Questions about multi-table join queries in TiDB!

Note:
This topic has been translated from a Chinese forum by GPT and might contain errors.

Original topic: tidb 多表join查询疑问!

| username: wenyi

Multi-table join queries, each table has multiple regions, and the regions are distributed across multiple TiKV nodes.
I would like to ask:

  1. Do the regions of each table get transmitted from different TiKV nodes to TiDB, and the data association (i.e., condition filtering) is performed in TiDB rather than on the TiKV nodes?
  2. Is the condition pushed down so that each TiKV node filters the data according to the condition, and only the data that meets the condition is transmitted to TiDB for association?
| username: h5n1 | Original post link

Joins are performed in TiDB, and some filter conditions or aggregate functions can be pushed down to TiKV to reduce the amount of data sent to TiDB.

| username: wenyi | Original post link

For multiple tables with billions of rows in a join query, TiDB’s memory requirement is quite large, and even the maximum memory parameter configuration of 32GB per SQL is not sufficient.

| username: h5n1 | Original post link

Yes, it is possible to encounter an OOM (Out of Memory) issue.
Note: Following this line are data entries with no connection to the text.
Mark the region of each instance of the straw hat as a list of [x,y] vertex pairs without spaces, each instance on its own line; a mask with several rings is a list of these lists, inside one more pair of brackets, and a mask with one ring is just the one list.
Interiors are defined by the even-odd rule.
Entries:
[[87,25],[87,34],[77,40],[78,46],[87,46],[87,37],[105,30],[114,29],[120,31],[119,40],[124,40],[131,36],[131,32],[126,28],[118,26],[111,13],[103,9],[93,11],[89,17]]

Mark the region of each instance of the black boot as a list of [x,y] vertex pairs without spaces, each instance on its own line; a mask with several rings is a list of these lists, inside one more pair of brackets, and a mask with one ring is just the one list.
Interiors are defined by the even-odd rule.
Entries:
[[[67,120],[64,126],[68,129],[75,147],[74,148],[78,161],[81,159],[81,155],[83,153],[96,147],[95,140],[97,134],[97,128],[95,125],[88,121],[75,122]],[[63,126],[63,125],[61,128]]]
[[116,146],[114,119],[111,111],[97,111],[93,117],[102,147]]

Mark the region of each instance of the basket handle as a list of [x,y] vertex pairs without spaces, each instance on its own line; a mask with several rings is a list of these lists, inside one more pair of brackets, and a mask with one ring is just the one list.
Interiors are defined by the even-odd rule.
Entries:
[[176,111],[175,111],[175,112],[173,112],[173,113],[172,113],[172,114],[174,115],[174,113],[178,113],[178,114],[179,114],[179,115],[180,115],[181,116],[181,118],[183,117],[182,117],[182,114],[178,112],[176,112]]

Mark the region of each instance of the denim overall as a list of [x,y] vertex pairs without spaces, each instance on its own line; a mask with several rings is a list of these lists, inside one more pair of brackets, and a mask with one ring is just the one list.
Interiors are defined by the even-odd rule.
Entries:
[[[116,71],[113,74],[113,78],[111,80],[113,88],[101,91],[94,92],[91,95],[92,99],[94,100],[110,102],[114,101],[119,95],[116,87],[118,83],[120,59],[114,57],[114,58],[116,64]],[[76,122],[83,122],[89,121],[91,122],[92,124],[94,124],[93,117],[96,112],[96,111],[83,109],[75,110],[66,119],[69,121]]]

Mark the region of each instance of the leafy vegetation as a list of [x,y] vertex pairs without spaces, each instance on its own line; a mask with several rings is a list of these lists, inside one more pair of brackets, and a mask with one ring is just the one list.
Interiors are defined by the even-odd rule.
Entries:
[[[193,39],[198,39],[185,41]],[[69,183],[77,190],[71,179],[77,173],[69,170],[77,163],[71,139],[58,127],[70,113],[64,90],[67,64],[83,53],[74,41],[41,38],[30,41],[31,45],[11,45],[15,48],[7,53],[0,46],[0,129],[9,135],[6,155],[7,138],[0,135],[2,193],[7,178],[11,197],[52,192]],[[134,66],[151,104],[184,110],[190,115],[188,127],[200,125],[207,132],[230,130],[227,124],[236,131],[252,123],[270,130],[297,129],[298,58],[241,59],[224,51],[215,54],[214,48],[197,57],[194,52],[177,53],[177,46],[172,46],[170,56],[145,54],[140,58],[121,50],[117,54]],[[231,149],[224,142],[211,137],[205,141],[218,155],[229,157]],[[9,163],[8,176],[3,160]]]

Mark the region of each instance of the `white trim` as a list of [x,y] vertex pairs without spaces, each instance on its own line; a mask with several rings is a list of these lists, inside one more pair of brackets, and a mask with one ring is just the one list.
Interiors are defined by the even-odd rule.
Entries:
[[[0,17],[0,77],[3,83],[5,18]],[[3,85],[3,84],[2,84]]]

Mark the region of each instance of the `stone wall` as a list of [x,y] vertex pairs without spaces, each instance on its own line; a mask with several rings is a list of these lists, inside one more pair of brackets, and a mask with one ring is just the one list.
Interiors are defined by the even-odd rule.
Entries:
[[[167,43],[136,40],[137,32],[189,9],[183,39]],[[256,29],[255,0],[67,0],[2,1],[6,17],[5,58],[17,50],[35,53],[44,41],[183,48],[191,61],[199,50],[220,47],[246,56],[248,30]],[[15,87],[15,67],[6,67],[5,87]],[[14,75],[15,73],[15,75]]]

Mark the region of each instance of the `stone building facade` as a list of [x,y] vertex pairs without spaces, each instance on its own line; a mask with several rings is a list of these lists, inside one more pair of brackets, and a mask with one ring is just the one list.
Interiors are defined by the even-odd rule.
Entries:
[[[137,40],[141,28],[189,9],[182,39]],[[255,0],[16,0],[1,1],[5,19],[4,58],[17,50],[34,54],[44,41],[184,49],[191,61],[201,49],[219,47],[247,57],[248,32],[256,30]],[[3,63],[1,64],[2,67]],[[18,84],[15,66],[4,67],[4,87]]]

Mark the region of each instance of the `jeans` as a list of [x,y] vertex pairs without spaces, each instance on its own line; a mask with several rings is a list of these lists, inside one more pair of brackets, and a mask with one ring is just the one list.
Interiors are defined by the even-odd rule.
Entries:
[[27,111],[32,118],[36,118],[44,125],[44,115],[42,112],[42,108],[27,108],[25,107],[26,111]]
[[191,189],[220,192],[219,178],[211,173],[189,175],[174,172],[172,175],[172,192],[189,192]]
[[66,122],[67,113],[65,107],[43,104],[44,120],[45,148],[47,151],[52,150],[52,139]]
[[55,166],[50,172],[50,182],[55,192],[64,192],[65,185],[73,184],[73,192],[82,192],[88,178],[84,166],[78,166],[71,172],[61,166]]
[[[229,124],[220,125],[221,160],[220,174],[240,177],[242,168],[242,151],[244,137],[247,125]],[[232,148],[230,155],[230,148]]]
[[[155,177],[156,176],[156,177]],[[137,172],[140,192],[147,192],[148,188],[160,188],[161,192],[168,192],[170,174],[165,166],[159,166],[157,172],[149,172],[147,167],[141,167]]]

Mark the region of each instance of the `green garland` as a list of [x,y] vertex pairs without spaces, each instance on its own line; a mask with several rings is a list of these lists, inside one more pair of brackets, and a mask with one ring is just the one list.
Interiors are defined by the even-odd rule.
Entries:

The specifics depend on the SQL and the execution plan.

| username: Kongdom | Original post link

I recently encountered this situation as well. Hash join is particularly slow, while index join is very fast :joy:

| username: Kongdom | Original post link

Push down as much as possible, and for AP queries that cannot be pushed down, delegate them to TiFlash.
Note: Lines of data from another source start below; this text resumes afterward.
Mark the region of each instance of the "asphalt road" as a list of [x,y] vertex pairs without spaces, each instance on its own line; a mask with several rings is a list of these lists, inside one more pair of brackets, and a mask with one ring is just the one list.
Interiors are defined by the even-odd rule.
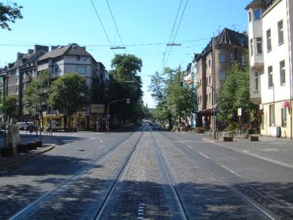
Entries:
[[153,131],[58,134],[0,176],[0,219],[293,219],[293,170]]

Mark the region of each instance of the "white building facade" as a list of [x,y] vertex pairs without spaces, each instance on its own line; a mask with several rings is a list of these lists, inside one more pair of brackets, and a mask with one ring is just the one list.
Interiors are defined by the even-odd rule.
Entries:
[[255,0],[248,11],[250,99],[263,135],[292,138],[293,1]]

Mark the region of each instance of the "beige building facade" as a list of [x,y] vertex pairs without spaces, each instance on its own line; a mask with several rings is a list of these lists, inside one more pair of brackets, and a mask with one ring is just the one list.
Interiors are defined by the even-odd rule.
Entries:
[[263,135],[292,138],[293,2],[253,1],[247,7],[250,99]]

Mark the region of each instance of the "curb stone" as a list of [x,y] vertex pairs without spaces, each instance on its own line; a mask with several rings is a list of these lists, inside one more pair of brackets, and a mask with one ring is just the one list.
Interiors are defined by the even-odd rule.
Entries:
[[36,156],[38,156],[38,155],[41,155],[41,154],[47,153],[48,151],[52,151],[57,146],[57,145],[56,145],[56,144],[52,144],[50,147],[48,147],[48,149],[45,149],[45,150],[43,150],[42,151],[37,152],[36,153],[31,153],[31,154],[29,154],[29,155],[27,155],[27,156],[24,156],[21,157],[20,158],[12,159],[10,160],[9,160],[8,163],[4,163],[4,165],[3,165],[3,167],[0,167],[0,169],[7,169],[7,168],[9,168],[10,167],[13,166],[15,163],[19,163],[20,161],[25,160],[27,160],[28,158],[30,158],[31,157]]
[[224,148],[226,148],[227,149],[229,149],[229,150],[232,150],[232,151],[236,151],[236,152],[238,152],[238,153],[243,153],[243,154],[245,154],[245,155],[251,156],[251,157],[256,158],[257,159],[263,160],[265,160],[266,162],[269,162],[269,163],[273,163],[273,164],[276,164],[276,165],[280,165],[280,166],[283,166],[283,167],[286,167],[286,168],[293,169],[293,165],[290,165],[290,164],[286,163],[280,162],[280,161],[273,160],[273,159],[269,159],[269,158],[265,158],[265,157],[262,156],[259,156],[259,155],[255,154],[255,153],[249,153],[249,152],[244,152],[244,151],[240,151],[240,150],[237,150],[237,149],[235,149],[234,148],[232,148],[232,147],[226,146],[223,144],[219,143],[217,141],[209,139],[208,138],[203,137],[203,140],[205,140],[205,141],[209,142],[210,143],[213,143],[215,144],[224,147]]

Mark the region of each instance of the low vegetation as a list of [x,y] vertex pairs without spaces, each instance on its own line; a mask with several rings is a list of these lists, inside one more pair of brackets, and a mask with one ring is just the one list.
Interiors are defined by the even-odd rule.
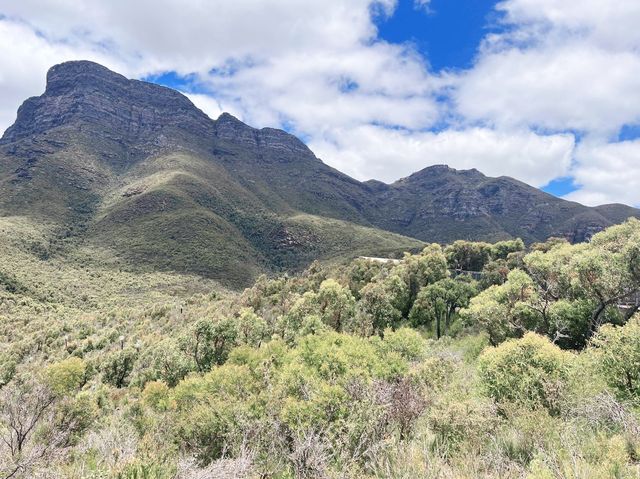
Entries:
[[2,479],[640,474],[640,221],[243,292],[3,221]]

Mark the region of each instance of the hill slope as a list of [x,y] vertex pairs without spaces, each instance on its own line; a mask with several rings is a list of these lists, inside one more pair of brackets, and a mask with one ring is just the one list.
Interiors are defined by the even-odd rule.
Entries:
[[284,131],[212,120],[174,90],[86,61],[53,67],[0,140],[0,216],[46,224],[43,255],[93,249],[119,268],[233,286],[423,241],[581,241],[629,215],[445,166],[359,182]]

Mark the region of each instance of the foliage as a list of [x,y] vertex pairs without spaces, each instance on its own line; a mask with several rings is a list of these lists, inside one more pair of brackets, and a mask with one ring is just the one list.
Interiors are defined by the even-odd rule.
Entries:
[[478,372],[487,394],[499,403],[544,407],[559,412],[570,357],[546,338],[527,333],[487,349]]
[[621,398],[640,399],[640,316],[604,325],[591,341],[596,364]]

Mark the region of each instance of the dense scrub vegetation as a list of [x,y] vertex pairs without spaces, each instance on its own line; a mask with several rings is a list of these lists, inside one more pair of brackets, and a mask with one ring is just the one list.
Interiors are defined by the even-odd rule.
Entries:
[[242,293],[22,246],[0,270],[0,478],[640,474],[637,220]]

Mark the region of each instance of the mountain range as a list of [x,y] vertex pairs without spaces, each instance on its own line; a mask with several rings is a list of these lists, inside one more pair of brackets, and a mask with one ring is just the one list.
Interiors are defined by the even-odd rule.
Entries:
[[42,260],[82,250],[230,286],[425,242],[584,241],[630,216],[640,210],[444,165],[360,182],[287,132],[213,120],[175,90],[88,61],[52,67],[0,139],[0,226],[18,238],[28,225]]

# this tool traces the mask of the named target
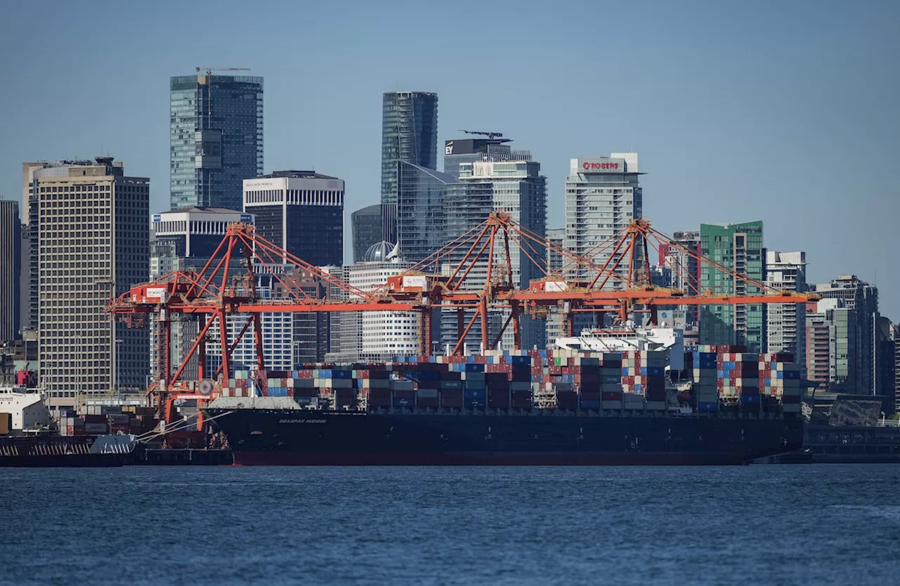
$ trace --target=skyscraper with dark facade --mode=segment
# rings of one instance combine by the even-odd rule
[[[0,200],[0,342],[19,337],[22,222],[17,201]]]
[[[445,209],[454,177],[400,162],[397,189],[397,244],[404,261],[419,262],[447,243]]]
[[[512,155],[512,138],[459,138],[444,141],[444,173],[459,179],[459,165],[475,161],[502,161]]]
[[[169,84],[170,207],[240,209],[263,173],[263,78],[198,73]]]
[[[388,92],[382,105],[382,203],[397,204],[398,163],[437,168],[437,94]],[[390,209],[384,239],[394,242],[396,223]]]
[[[353,262],[361,262],[365,260],[369,247],[384,239],[383,206],[376,203],[353,212],[350,229],[353,232]]]
[[[344,180],[276,171],[244,182],[256,234],[315,266],[344,262]]]

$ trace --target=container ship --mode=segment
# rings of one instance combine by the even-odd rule
[[[739,465],[802,446],[790,357],[701,346],[675,386],[661,350],[238,370],[204,413],[236,465]]]

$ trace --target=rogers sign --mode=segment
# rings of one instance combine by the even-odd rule
[[[599,169],[616,170],[618,169],[618,165],[619,165],[618,163],[590,163],[588,161],[585,161],[584,163],[581,164],[581,168],[584,169],[585,171],[596,171]]]

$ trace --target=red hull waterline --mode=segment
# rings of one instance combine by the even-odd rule
[[[748,462],[744,454],[691,452],[234,452],[235,466],[737,466]]]

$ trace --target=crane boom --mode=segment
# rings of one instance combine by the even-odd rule
[[[464,132],[465,134],[479,134],[488,138],[502,138],[503,135],[500,132],[482,132],[481,130],[464,130],[460,129],[460,132]]]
| username: wenyi | Original post link

There are not many scenarios for pushdown, usually it involves ranges rather than aggregation.

| username: TiDB_C罗 | Original post link

If the data can be located in TiKV, it will definitely be sent down; if it cannot be located, it can only be filtered in TiDB.
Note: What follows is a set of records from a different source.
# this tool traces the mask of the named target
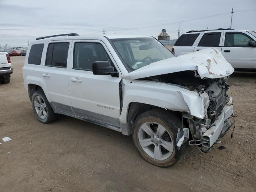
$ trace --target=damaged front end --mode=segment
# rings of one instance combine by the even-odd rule
[[[234,71],[219,51],[208,48],[153,63],[122,78],[161,83],[161,87],[172,86],[171,104],[158,106],[182,112],[182,125],[187,128],[179,130],[177,146],[189,138],[190,145],[207,151],[232,126],[228,118],[234,113],[232,98],[227,94],[226,81]]]
[[[201,146],[207,152],[230,128],[229,118],[234,112],[232,98],[228,95],[228,85],[224,78],[213,79],[206,87],[200,86],[197,90],[204,101],[204,118],[198,118],[188,114],[187,118],[191,133],[191,146]]]
[[[190,139],[190,146],[201,147],[202,151],[207,152],[213,144],[219,142],[219,139],[232,125],[228,120],[234,111],[232,98],[227,93],[229,86],[226,82],[228,78],[228,76],[226,76],[202,79],[195,70],[177,72],[143,79],[176,85],[198,94],[202,101],[203,115],[200,117],[192,115],[193,113],[190,110],[182,112],[182,124],[186,125],[188,128],[179,131],[177,145],[180,147]],[[182,96],[181,94],[180,96]]]

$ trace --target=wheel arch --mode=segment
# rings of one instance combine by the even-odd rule
[[[42,90],[43,91],[46,96],[47,98],[46,92],[42,86],[36,84],[29,84],[28,85],[28,93],[30,101],[32,100],[32,96],[33,93],[37,90]],[[47,99],[48,99],[48,98],[47,98]]]
[[[182,112],[172,111],[166,108],[146,103],[131,102],[129,104],[126,116],[126,132],[123,133],[129,135],[132,133],[134,123],[137,118],[141,114],[150,110],[159,109],[166,112],[171,112],[181,119]]]

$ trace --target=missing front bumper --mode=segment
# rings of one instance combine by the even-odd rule
[[[232,101],[232,99],[231,99]],[[202,135],[203,147],[210,148],[219,138],[223,136],[232,126],[228,120],[233,113],[233,105],[229,102],[226,104],[221,114],[212,124],[212,126]]]

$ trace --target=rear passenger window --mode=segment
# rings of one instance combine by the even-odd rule
[[[69,43],[50,43],[45,66],[66,68]]]
[[[199,33],[184,34],[180,37],[174,46],[191,46],[199,35]]]
[[[251,40],[245,34],[238,33],[226,33],[225,46],[249,47],[248,44]]]
[[[31,46],[28,56],[28,63],[40,65],[42,53],[43,52],[44,44],[35,44]]]
[[[220,46],[220,41],[221,32],[206,33],[201,39],[198,47],[218,47]]]
[[[111,60],[105,49],[100,43],[77,42],[75,43],[73,68],[92,70],[94,61]]]

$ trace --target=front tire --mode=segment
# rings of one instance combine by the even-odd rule
[[[163,110],[146,112],[136,119],[133,138],[138,152],[147,161],[160,167],[172,166],[188,149],[187,142],[179,150],[177,134],[181,121],[174,114]]]
[[[44,123],[49,123],[56,119],[56,114],[42,90],[35,91],[32,100],[33,109],[39,121]]]

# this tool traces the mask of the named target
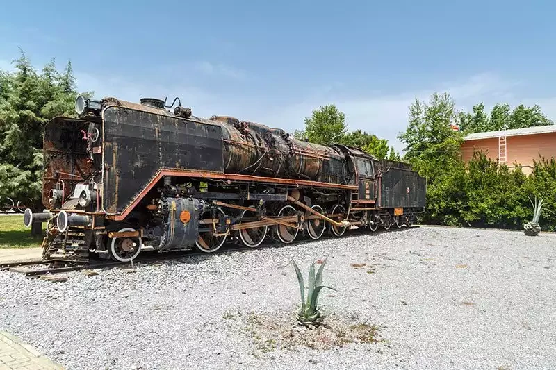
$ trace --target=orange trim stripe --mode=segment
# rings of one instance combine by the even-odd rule
[[[179,171],[179,170],[161,170],[149,185],[136,196],[133,201],[128,205],[121,215],[116,215],[114,219],[122,221],[127,217],[130,212],[142,199],[143,196],[149,192],[154,185],[158,183],[163,176],[183,176],[183,177],[199,177],[203,178],[215,178],[218,180],[236,180],[238,181],[254,181],[258,183],[270,183],[283,185],[302,185],[315,187],[328,187],[334,189],[356,190],[357,185],[348,185],[343,184],[334,184],[329,183],[321,183],[319,181],[308,181],[306,180],[290,180],[287,178],[277,178],[272,177],[254,176],[252,175],[238,175],[234,174],[224,174],[222,172],[210,172],[207,171]]]

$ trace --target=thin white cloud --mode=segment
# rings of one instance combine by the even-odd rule
[[[211,63],[201,63],[198,68],[204,69],[208,75],[222,74],[225,68]],[[0,60],[0,69],[13,70],[13,65]],[[261,98],[253,101],[241,96],[222,96],[220,92],[199,88],[187,83],[174,81],[170,84],[162,81],[125,79],[113,76],[92,75],[75,72],[80,91],[95,91],[95,96],[119,97],[131,101],[138,101],[142,97],[167,96],[170,103],[174,96],[179,96],[184,106],[193,109],[198,117],[225,115],[240,119],[257,121],[271,127],[283,128],[293,133],[302,128],[304,119],[320,106],[335,104],[345,114],[350,130],[361,129],[387,139],[395,149],[401,151],[403,144],[398,135],[404,131],[407,124],[409,107],[416,98],[428,101],[435,91],[447,92],[454,99],[458,110],[470,110],[477,103],[484,103],[489,110],[497,103],[508,103],[514,107],[518,104],[533,106],[539,104],[543,112],[556,121],[556,96],[533,98],[524,96],[516,88],[520,83],[508,81],[496,74],[484,73],[451,82],[432,83],[425,88],[400,92],[383,94],[373,91],[350,96],[338,96],[332,85],[321,86],[297,101],[277,106],[271,99]],[[230,76],[236,76],[231,73]],[[243,76],[243,75],[241,75]],[[343,89],[345,90],[345,89]]]
[[[208,76],[224,76],[236,80],[245,77],[243,71],[222,63],[204,61],[197,63],[195,67],[197,71]]]
[[[515,105],[522,101],[523,103],[530,101],[525,96],[520,99],[515,96],[512,89],[517,85],[516,82],[504,80],[494,74],[485,73],[457,81],[431,84],[428,88],[400,94],[375,92],[350,97],[321,96],[279,110],[261,110],[256,117],[261,120],[272,122],[272,126],[279,125],[293,131],[303,127],[304,118],[309,117],[313,110],[326,103],[334,103],[345,114],[350,130],[361,129],[387,139],[395,150],[401,152],[404,146],[397,137],[405,130],[409,107],[416,98],[428,101],[434,92],[447,92],[454,99],[459,110],[470,110],[473,106],[481,102],[489,109],[496,103],[507,102]],[[532,105],[536,103],[530,101],[528,103]],[[548,103],[542,105],[541,108],[549,117],[556,118],[556,108],[550,109]]]

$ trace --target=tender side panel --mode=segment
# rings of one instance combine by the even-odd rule
[[[222,128],[113,106],[104,112],[103,206],[122,212],[163,168],[223,170]]]
[[[83,181],[93,171],[88,161],[87,141],[83,140],[81,131],[87,131],[89,122],[79,119],[57,117],[44,127],[42,177],[42,204],[47,208],[51,189],[61,180],[64,199],[71,194],[72,185]]]
[[[379,207],[425,207],[426,180],[413,171],[390,167],[382,174]]]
| username: zhanggame1 | Original post link

The filtering conditions in the WHERE clause are mostly handled by TiKV. If it can be done in TiKV, it won’t be done in TiDB.

| username: TiDBer_jYQINSnf | Original post link

I read it for a long time but couldn’t understand what the question was about. The question seems to be a statement, and I didn’t see any errors. What are the people below answering?

| username: Kongdom | Original post link

You can find an example and post the explain analyze, so everyone can take a look together.

| username: TiDBer_jYQINSnf | Original post link

Teacher Kong, what is this question asking? It seems like I’m the only one who didn’t get it :stuck_out_tongue_closed_eyes:

| username: Kongdom | Original post link

He should be asking about the query logic, is it 1 or 2?

| username: TiDBer_jYQINSnf | Original post link

I misread the question, the one in 1

automatically ignored it :crazy_face:

During the data scanning phase, filtering will be done on TiKV, and only the data that meets the conditions will be sent up, executed according to the region.

| username: redgame | Original post link

TiDB uses query conditions to send requests to TiKV to retrieve data that meets the conditions.

| username: tidb菜鸟一只 | Original post link

Typically, TiKV filters the data first, then returns the filtered data to TiDB for association.

| username: cassblanca | Original post link

Why not perform predicate pushdown to share some of the computational load? The dbserver is under a lot of pressure. :smiley:

| username: system | Original post link

This topic was automatically closed 60 days after the last reply. New replies are no longer allowed.